Every parish thinks their team is too small. I met some folks from a Texas megaparish that has 35 people on their RCIA team. They think their team is too small. The smallest team I have served with is three — me and two others.
Jesus started with one and maxed out at 12. And most of those guys were a little unreliable at times. Honestly, you already have more resources than Jesus did, even if you are team of one. Look around. You have a parish, a ritual process, a catechetical process, meeting spaces, a phone, print resources, video resources, the Internet, electricity, and pizza delivery.
The point of this article is to say that no team is too small to run an effective RCIA process. The reason we all think we are too small is that we think RCIA is supposed to be a mini-theology school, filled with students and classes. You will probably never have enough team members to run a school. But you have plenty of resources to help people “seek the living God and enter the way of faith and conversion” (RCIA 1).
Here are four ways you can lead people to Jesus, no matter what size your team is.
1. Take seekers to Mass
If you have Mass on Sunday, you have a ready-made process for leading seekers on the way of faith. Pope Benedict XVI called liturgy the “privileged context in which God speaks to each one of us, here and now.” He also said:
Thus, by participating in the liturgy we make our own the language of Mother Church, we learn to speak in her and for her. Of course, as I have already said, this happens gradually, little by little. I must immerse myself ever more deeply in the words of the Church with my prayer, with my life, with my suffering, with my joy, and with my thought. It is a process that transforms us.
If you do nothing but take your seekers to Mass, they will learn to speak as the church speaks, and they will be gradually transformed.
2. Order pizza
Invite your seekers to dinner. Or better yet, ask some parishioners to invite them to dinner. If you ask a parishioner to “join the RCIA team,” you aren’t going to get a lot of takers. Whenever I ask a parishioner if they would be willing to have someone over for dinner who is interested in becoming Catholic, I almost always get a “yes.” The parishioner doesn’t have to do anything except order pizza and be hospitable. If you get your seekers into Catholic homes four to six times a year, you will be helping them “enter the way of faith.”
3. Take seekers to choir practice
Or the Mom’s Club, or Bible Study, or the Knights of Columbus meeting, or the St. Vincent de Paul meeting, or the parish council meeting…. Take your seekers to whatever your parish is already doing to live out the “way of faith.” Better yet, ask a member of each of those groups to reach out and invite a seeker to their meeting. The RCIA says that “the community must always be fully prepared…to give help to those who are searching for Christ” (9). If you ask a member of the parish council to “join the RCIA team,” you’ll probably get a “no.” If you ask her to invite someone who is thinking of becoming Catholic to a parish council meeting, you will probably get a “yes.” And you will be teaching the community how to fulfill their mission of offering help to the seekers.

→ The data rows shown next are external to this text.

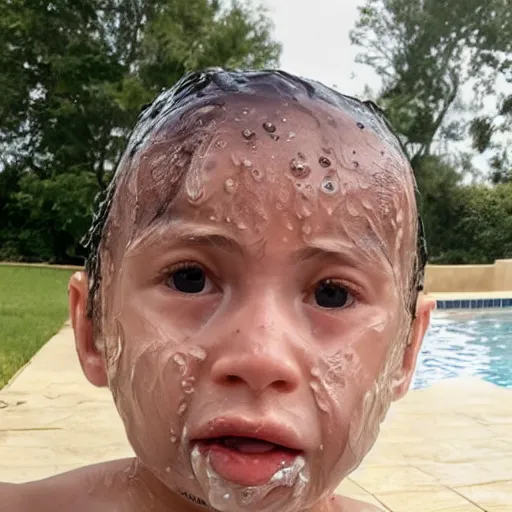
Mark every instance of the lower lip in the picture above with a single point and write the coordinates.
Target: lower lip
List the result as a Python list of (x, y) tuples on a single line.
[(247, 469)]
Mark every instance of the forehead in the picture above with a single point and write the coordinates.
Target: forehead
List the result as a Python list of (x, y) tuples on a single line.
[(306, 168)]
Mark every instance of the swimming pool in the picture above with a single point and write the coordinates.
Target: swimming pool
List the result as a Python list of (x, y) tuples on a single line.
[(466, 343)]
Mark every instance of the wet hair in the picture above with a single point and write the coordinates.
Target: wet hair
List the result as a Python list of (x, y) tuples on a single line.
[(201, 88)]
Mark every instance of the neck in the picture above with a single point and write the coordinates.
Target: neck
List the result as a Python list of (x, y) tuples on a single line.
[(148, 494)]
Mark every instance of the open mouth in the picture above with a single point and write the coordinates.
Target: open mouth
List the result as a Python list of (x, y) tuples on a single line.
[(246, 461)]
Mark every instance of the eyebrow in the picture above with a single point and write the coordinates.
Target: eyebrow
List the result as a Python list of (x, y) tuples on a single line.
[(206, 236)]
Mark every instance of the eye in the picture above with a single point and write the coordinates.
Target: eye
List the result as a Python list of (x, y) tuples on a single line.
[(331, 294), (188, 278)]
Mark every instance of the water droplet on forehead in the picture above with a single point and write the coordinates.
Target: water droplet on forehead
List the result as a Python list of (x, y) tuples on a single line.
[(306, 229), (324, 161), (269, 127), (195, 195), (299, 169), (188, 385), (257, 174), (179, 360), (352, 210), (248, 134), (329, 186), (230, 185)]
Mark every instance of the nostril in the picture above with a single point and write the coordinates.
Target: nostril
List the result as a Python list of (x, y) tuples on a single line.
[(281, 385), (233, 379)]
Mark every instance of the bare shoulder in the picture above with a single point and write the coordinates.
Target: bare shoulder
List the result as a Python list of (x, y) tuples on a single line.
[(344, 504), (80, 490), (10, 497)]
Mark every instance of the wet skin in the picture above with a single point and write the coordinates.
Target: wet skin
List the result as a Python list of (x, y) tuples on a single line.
[(271, 294)]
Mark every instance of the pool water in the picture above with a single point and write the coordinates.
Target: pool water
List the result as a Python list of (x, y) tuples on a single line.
[(477, 344)]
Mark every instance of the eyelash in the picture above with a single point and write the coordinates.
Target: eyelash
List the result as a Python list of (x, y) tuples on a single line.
[(353, 290)]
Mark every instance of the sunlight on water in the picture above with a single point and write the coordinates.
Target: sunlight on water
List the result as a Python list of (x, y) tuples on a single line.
[(462, 344)]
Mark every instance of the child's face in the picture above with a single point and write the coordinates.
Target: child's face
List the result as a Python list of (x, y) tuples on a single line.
[(269, 304)]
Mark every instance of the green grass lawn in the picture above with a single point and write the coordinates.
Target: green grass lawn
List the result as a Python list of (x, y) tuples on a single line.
[(33, 307)]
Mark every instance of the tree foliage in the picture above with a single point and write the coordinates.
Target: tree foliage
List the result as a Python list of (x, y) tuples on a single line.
[(426, 52), (74, 77), (440, 63)]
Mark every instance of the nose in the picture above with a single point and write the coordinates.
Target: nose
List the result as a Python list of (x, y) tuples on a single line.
[(260, 353), (259, 370)]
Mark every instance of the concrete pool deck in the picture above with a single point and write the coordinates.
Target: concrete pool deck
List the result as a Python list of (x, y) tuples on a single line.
[(445, 448)]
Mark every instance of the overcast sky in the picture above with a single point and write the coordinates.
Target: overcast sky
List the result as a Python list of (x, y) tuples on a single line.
[(316, 43)]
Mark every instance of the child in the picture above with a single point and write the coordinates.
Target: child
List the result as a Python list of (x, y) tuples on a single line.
[(251, 300)]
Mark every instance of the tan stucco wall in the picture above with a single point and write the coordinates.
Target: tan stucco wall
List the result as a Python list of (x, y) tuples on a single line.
[(469, 278)]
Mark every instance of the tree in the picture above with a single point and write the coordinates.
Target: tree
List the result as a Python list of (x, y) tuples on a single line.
[(74, 77), (425, 51)]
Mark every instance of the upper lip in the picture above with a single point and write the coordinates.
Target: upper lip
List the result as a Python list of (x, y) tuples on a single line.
[(271, 432)]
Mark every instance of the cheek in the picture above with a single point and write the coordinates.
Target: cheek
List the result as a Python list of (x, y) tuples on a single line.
[(152, 384)]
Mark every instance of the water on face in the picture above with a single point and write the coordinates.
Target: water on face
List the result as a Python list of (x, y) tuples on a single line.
[(258, 185)]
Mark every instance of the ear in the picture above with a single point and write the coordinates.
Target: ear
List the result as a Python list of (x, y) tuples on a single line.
[(424, 308), (91, 359)]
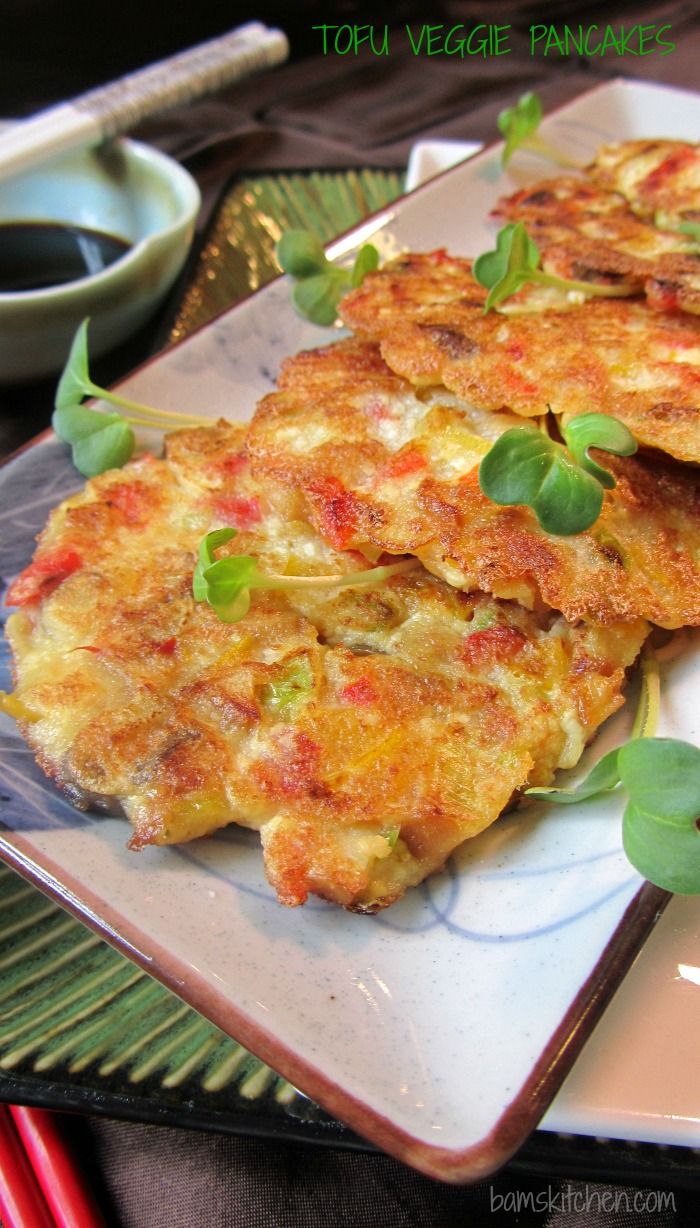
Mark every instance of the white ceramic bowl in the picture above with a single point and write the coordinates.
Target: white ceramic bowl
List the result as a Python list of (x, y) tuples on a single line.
[(127, 189)]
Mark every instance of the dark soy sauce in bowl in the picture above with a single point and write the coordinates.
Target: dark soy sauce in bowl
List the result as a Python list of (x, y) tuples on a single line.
[(37, 256)]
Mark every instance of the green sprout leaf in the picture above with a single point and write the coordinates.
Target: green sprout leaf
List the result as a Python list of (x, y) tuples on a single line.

4. Ask the pastor to bless the seekers
If you have difficulty getting your pastor involved in the RCIA process, here is an easy way. Ask him to come bless the seekers. He doesn’t have to teach anything or solve any problems. He just has to come and pray with the seekers for 10 or 15 minutes. He can probably do that impromptu, but if you want to give him a script, there are blessing prayers in the RCIA. See paragraphs 95-96. Technically, these blessings are for catechumens. So if your seekers are not yet catechumens or if they are baptized, you will need to adapt some of the language to fit.
Live the way of faith year-round
All of these faith formation activities take place at all year long. There is no need to tell a seeker to “come back in September.” And there is no need to try to “catch up” a seeker because they missed class.
Nothing in the Rite of Christian Initiation of Adults asks us to run a theology school. When we are talking about true beginners in the faith, the RCIA asks us to introduce them to Christ and to train them in the Christian life (see RCIA 75). These four faith formation activities will go a long way toward accomplishing that goal, no matter the size of your RCIA team.
What do you think?
How is your RCIA team leading seekers on the way of faith? How are you teaching your parish to be the RCIA team?